“Paperwork” Defense Takes Step Closer to Supreme Court

Conservatives backing the right of religiously affiliated employers to refuse to do any paperwork in conjunction with opting out of contraceptive coverage in their health plans finally found an appeals court to agree with them.

The U.S. Court of Appeals for the Eighth Circuit ruled last week that the requirement that employers notify the Department of Health and Human Services of their intent to opt out of the Affordable Care Action’s contraceptive mandate did impose a substantial burden on their religious liberty under the Religious Freedom Restoration Act, saying:

[I]t is not our role to second-guess [the plaintiffs’] honest assessment of a ‘difficult and important question of religion and moral philosophy, namely, the circumstances under which it is wrong for a person to perform an act that is innocent in itself but that has the effect of enabling or facilitating the commission of an immoral act by another.’

Like the Little Sisters of the Poor and other plaintiffs, Dordt College, Heartland Christian College, and CNS International Ministries, claim that filling out the paperwork for the exemption from the coverage would trigger such coverage and, therefore, make them “morally and spiritually complicit in providing abortifacient coverage” since the plans are required to cover IUDs and emergency contraceptives. Seven other appeals courts have found otherwise, ruling that filling out paperwork wasn’t a matter of religious liberty but a basic necessity of civil administration, and that such paperwork would remove the plantiffs from the objectionable coverage, not trigger its provision.
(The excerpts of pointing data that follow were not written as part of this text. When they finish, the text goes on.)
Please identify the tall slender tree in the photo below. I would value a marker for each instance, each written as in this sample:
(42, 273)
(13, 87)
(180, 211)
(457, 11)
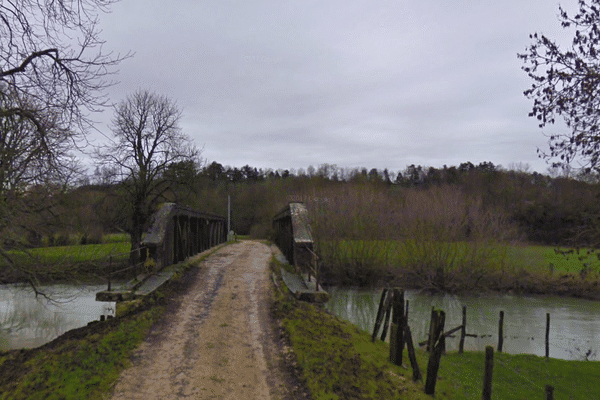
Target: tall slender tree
(147, 142)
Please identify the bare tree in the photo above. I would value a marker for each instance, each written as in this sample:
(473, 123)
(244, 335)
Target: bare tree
(52, 72)
(566, 83)
(51, 55)
(148, 141)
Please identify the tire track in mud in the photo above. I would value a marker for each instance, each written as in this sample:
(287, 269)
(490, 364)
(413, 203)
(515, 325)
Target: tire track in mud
(212, 347)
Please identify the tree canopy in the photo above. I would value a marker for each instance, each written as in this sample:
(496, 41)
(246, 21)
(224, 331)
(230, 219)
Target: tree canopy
(566, 83)
(149, 154)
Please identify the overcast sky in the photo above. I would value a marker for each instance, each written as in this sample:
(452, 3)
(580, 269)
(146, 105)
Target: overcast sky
(288, 84)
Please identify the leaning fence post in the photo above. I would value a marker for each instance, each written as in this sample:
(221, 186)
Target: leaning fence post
(547, 335)
(463, 331)
(397, 332)
(411, 354)
(386, 319)
(439, 343)
(549, 392)
(379, 315)
(501, 332)
(487, 376)
(109, 271)
(430, 341)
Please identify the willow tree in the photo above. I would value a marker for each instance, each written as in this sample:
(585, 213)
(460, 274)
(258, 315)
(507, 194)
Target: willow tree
(148, 142)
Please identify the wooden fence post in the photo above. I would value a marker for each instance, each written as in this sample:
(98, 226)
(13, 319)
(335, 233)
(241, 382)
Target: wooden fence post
(109, 271)
(397, 333)
(463, 331)
(547, 335)
(379, 315)
(430, 340)
(388, 313)
(501, 332)
(487, 376)
(411, 354)
(439, 318)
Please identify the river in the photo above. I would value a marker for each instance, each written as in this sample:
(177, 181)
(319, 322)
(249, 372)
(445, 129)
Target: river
(28, 322)
(574, 323)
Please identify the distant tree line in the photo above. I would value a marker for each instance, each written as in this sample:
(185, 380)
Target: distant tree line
(550, 209)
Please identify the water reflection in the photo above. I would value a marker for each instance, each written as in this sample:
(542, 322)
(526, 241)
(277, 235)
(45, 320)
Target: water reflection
(27, 321)
(574, 323)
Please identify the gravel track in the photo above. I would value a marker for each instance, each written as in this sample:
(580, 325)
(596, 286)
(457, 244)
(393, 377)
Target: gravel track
(220, 343)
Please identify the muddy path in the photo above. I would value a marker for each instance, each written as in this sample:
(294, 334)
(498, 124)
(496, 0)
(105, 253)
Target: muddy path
(219, 342)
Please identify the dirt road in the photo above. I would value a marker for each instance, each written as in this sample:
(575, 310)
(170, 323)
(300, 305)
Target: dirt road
(219, 342)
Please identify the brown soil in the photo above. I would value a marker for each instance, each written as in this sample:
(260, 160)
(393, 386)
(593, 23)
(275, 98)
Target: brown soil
(220, 341)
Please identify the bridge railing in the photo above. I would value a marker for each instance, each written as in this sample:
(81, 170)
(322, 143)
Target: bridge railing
(178, 232)
(294, 238)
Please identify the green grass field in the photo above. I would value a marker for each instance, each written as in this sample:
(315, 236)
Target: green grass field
(78, 254)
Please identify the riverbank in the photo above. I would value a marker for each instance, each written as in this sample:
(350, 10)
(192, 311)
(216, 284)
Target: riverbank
(85, 362)
(337, 360)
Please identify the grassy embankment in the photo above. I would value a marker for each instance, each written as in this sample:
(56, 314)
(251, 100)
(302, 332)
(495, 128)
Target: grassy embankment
(337, 361)
(84, 363)
(463, 266)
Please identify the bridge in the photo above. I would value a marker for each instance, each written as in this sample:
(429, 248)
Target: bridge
(294, 238)
(178, 232)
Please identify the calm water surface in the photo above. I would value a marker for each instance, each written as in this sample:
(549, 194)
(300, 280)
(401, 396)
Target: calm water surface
(574, 323)
(28, 322)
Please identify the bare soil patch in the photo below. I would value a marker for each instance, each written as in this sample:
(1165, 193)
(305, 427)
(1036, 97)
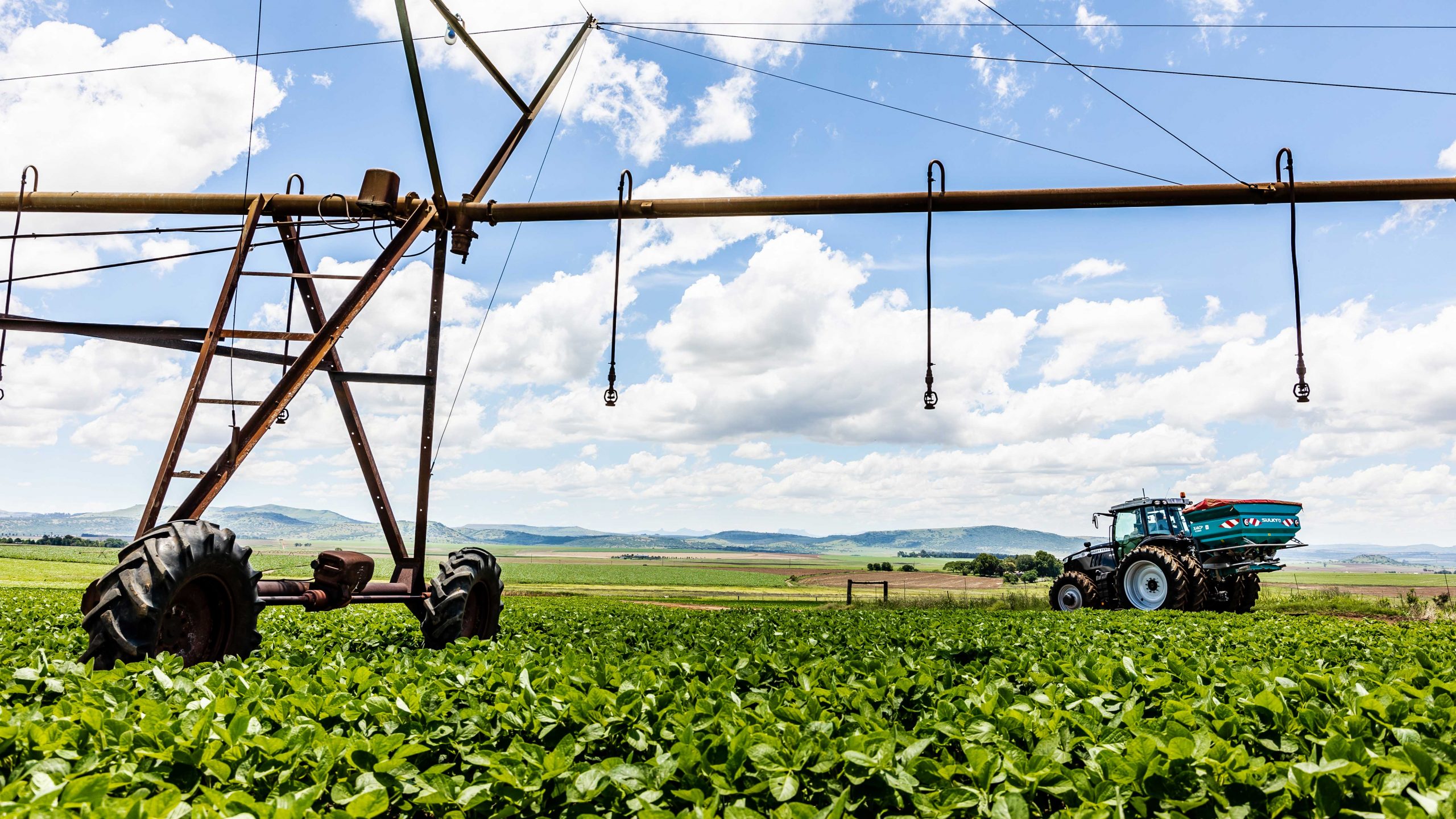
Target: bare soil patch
(900, 579)
(673, 556)
(695, 607)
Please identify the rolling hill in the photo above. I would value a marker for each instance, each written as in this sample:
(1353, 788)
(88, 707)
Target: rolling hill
(290, 524)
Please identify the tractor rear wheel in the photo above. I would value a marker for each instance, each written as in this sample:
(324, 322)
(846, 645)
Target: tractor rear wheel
(465, 599)
(184, 588)
(1152, 577)
(1200, 586)
(1075, 591)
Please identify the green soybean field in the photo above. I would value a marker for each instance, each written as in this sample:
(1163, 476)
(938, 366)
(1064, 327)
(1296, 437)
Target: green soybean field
(590, 707)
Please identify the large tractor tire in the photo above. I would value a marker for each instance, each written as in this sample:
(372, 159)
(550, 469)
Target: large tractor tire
(1200, 585)
(1152, 577)
(184, 588)
(1075, 591)
(465, 599)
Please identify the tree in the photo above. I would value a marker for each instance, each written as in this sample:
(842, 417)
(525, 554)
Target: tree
(1046, 563)
(986, 564)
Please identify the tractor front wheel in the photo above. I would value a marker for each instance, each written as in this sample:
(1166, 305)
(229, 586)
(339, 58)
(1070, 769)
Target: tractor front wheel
(184, 588)
(1074, 591)
(465, 599)
(1153, 579)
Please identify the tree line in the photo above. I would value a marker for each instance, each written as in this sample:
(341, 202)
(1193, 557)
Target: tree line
(1012, 569)
(66, 541)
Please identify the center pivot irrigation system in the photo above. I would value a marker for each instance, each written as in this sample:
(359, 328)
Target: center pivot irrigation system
(185, 586)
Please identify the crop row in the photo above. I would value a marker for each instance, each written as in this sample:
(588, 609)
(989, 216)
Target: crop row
(589, 707)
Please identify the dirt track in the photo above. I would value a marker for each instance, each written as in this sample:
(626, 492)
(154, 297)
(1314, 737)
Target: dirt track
(903, 581)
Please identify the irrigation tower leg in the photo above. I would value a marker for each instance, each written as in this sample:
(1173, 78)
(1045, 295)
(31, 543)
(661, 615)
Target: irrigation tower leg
(342, 392)
(198, 381)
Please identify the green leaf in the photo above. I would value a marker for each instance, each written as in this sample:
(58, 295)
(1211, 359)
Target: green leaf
(369, 804)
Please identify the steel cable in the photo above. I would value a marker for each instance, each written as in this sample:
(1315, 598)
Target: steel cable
(893, 107)
(1301, 390)
(1065, 65)
(440, 441)
(9, 279)
(1054, 53)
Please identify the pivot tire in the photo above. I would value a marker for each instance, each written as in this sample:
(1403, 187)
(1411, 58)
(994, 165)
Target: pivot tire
(1075, 591)
(1152, 577)
(184, 588)
(465, 599)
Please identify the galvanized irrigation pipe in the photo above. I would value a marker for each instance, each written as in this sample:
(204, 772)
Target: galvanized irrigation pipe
(819, 205)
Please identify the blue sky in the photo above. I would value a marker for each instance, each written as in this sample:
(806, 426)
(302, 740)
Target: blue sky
(772, 367)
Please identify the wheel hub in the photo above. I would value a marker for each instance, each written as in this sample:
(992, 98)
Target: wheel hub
(1145, 585)
(197, 621)
(1070, 598)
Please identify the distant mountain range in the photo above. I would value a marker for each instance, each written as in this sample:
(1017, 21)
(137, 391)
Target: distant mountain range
(300, 525)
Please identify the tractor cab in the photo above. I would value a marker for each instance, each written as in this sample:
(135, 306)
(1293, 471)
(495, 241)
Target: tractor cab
(1143, 518)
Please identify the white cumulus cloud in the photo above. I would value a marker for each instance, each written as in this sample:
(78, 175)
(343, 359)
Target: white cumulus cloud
(724, 114)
The discordant ruling increases the chances that the Supreme Court will take up the issue, despite the fact that it based its own Hobby Lobby ruling on the existence of the accommodation to balance religious liberty claims with the government’s interest in ensuring that women have access to contraception. The plantiffs want contraception excluded entirely from their plans, even if it is provided by someone else, such as their insurer.

“The government keeps telling the Supreme Court ‘move along, nothing important here’ in hopes that the court will ignore this crucial issue. But with today’s decisions, the court will have great reason to decide this issue in the next term,” Lori Windham, senior counsel of the Becket Fund for Religious Liberty told the Washington Times.